I haven’t been updating Whipped as often as I would like. At this time of year, plentiful fruits and vegetables along with fresh herbs call to me and I WISH I had my camera out more often and took the time to revel in the abundance with all of you. My excuse is that I have been sticking to my plan and have been making my ’2009 Summer of Fun’ dreams come true. So, I have just been too busy!
The past weeks have included an outdoor classical concert, boating, fresh berries, reunions with old friends, new restaurants, human pyramids, dog parks, swimming, picnics, water parks, BBQs, late afternoon beers, a spectacular horse show and a few parties. Just yesterday I hosted a bunch of neighborhood families over for brunch.
This sausage casserole is one of my friend Steph‘s standby dishes. She hates eggs so breakfast casseroles and brunch menus are usually on her DON’T list. In this creamy flavorful dish, I promise you won’t miss eggs for a second. Though this photo doesn’t give you a good sense of what the casserole looks like, it gives you a great idea of what is ALWAYS left after the gathering.
Sausage, Cheese and Potato Breakfast Casserole
Bon Appetit, November 1997
1 pound bulk breakfast sausage
2 tablespoons all purpose flour
1 1/2 cups milk (do not use low-fat or nonfat)
1 1-pound package frozen shredded hash brown potatoes
4 green onions, finely chopped
1 1/4 cups grated sharp cheddar cheese
Preheat oven to 350°F. Butter 8x8x2-inch glass baking dish.
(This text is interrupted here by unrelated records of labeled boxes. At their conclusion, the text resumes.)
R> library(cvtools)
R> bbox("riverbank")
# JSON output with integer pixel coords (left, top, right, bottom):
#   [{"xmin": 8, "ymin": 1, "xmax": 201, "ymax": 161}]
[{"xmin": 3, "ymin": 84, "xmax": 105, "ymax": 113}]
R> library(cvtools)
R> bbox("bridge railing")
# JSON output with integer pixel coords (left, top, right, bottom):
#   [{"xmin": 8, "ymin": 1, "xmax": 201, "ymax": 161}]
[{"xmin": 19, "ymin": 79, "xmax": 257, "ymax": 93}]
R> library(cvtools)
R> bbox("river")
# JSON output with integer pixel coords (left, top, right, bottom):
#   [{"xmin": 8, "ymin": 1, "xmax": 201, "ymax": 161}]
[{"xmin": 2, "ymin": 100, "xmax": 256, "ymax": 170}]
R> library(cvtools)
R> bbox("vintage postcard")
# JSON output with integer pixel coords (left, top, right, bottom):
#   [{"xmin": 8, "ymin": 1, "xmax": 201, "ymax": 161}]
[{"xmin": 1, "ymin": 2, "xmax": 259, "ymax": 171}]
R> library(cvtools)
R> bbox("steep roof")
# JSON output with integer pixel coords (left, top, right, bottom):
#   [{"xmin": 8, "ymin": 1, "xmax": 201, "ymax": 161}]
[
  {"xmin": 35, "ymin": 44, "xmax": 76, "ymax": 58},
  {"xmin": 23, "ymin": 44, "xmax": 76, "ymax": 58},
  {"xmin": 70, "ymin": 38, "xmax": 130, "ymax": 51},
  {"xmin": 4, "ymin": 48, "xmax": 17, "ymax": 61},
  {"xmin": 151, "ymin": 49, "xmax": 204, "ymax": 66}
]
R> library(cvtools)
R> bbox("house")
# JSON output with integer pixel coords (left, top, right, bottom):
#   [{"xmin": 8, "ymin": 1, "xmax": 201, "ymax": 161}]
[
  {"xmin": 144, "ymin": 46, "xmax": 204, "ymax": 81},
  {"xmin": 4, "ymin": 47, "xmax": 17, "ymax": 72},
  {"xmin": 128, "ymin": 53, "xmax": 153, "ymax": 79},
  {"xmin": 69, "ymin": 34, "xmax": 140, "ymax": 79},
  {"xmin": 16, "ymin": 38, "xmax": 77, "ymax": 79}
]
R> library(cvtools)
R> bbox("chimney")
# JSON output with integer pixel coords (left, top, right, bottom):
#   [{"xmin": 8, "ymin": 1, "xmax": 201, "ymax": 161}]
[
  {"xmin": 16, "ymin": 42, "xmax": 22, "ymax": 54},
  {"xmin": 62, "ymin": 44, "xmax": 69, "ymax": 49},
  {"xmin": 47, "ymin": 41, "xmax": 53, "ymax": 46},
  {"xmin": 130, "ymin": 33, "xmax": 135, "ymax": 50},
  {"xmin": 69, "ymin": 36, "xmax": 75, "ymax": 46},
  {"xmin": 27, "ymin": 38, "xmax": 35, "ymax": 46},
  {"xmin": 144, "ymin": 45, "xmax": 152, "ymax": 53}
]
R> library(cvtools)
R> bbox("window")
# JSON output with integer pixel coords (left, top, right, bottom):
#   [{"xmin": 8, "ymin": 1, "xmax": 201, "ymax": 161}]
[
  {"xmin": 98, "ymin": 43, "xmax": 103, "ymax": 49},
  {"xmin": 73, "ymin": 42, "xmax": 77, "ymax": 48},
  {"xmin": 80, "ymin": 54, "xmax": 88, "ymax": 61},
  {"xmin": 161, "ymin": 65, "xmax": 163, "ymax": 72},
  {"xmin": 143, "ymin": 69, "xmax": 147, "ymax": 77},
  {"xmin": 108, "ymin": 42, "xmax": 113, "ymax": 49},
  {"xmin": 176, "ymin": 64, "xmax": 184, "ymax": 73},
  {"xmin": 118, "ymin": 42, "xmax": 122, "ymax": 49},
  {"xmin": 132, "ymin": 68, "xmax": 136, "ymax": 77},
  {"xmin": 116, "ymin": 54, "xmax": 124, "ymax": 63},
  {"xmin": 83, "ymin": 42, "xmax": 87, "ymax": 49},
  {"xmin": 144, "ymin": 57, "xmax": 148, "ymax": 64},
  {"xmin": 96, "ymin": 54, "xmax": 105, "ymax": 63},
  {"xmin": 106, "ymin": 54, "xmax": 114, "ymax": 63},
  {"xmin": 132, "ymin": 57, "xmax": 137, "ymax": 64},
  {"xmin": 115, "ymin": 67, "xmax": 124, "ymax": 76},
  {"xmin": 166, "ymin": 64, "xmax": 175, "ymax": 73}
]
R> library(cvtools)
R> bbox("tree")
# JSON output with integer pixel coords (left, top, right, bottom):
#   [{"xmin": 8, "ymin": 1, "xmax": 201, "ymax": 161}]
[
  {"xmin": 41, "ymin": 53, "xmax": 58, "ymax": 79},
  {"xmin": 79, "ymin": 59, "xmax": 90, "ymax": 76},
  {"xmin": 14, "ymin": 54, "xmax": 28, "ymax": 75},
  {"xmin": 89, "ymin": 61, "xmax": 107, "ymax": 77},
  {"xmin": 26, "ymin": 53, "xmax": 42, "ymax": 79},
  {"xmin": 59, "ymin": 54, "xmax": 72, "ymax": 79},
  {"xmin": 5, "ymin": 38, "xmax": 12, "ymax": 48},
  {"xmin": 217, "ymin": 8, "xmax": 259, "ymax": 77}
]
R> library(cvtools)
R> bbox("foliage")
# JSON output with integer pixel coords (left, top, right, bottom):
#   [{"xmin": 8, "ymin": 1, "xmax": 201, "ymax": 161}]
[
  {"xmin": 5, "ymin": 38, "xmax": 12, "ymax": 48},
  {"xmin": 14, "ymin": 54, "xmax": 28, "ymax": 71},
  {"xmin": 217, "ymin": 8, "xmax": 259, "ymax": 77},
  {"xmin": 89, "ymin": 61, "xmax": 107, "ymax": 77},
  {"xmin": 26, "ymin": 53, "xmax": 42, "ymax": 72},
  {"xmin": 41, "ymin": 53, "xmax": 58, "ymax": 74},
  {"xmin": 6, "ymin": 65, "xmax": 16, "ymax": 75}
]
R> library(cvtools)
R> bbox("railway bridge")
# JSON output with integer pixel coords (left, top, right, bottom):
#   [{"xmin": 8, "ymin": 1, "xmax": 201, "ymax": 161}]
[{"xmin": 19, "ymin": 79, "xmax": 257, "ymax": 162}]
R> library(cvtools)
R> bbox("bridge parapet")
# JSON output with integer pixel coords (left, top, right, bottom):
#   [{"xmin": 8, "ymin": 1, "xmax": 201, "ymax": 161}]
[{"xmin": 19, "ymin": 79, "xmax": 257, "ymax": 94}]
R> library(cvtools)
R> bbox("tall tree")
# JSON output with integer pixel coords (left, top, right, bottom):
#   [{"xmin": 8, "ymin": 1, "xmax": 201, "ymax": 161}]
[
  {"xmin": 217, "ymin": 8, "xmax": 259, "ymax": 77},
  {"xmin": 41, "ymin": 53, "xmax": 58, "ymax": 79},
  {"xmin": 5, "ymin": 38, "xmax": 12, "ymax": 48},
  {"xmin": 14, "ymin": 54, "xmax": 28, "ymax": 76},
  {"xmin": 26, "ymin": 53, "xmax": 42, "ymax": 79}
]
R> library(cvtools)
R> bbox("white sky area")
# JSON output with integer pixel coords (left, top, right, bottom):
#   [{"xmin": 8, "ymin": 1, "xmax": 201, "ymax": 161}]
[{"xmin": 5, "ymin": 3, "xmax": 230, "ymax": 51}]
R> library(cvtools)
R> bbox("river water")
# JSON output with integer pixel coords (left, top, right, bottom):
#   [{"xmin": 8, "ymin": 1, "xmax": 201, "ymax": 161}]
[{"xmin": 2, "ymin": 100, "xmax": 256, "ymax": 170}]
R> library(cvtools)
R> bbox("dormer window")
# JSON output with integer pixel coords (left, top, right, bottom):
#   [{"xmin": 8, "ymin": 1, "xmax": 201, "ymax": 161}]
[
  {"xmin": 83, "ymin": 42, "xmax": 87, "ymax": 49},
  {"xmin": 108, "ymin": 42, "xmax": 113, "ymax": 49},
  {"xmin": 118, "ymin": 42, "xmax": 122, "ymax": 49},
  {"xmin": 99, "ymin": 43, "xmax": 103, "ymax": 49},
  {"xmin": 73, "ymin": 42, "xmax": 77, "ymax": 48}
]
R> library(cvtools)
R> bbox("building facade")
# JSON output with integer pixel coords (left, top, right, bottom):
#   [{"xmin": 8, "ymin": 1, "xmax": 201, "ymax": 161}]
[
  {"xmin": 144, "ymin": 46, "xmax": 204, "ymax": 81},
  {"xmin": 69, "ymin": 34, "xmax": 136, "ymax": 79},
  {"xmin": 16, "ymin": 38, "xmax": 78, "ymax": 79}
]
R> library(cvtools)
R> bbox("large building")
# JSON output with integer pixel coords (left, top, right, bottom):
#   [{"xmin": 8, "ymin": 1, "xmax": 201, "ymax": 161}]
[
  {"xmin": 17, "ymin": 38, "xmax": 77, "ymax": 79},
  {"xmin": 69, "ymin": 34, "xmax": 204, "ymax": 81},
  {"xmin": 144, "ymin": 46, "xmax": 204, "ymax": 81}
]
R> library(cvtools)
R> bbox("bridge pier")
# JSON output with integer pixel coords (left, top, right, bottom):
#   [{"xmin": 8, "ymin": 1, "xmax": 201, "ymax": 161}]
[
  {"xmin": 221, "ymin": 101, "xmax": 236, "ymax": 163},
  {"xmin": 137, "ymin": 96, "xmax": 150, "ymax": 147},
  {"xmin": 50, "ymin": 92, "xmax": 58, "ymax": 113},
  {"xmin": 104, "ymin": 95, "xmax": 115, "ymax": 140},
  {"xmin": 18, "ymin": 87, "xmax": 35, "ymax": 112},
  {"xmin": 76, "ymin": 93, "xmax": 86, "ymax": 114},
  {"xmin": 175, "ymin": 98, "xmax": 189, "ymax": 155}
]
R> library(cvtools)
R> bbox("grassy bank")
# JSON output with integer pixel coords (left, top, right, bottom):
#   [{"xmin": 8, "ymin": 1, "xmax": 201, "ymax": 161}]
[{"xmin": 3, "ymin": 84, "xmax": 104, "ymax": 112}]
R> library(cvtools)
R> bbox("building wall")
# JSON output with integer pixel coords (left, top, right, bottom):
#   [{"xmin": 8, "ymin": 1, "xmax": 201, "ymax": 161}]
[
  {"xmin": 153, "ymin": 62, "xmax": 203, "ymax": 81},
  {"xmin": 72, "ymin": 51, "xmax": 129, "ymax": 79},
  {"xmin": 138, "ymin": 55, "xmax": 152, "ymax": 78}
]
Cook sausage in heavy large skillet over medium-high heat until brown, breaking into small pieces with back of spoon, about 5 minutes. Mix in flour, then milk. Cook until mixture thickens and comes to boil, stirring occasionally, about 5 minutes.
Arrange potatoes in prepared dish. Top with 1/3 of green onions, 1 cup cheese, 1/3 of green onions, sausage mixture and remaining 1/4 cup cheese.
Bake casserole until potatoes are tender, about 45 minutes. Sprinkle with remaining green onions and serve.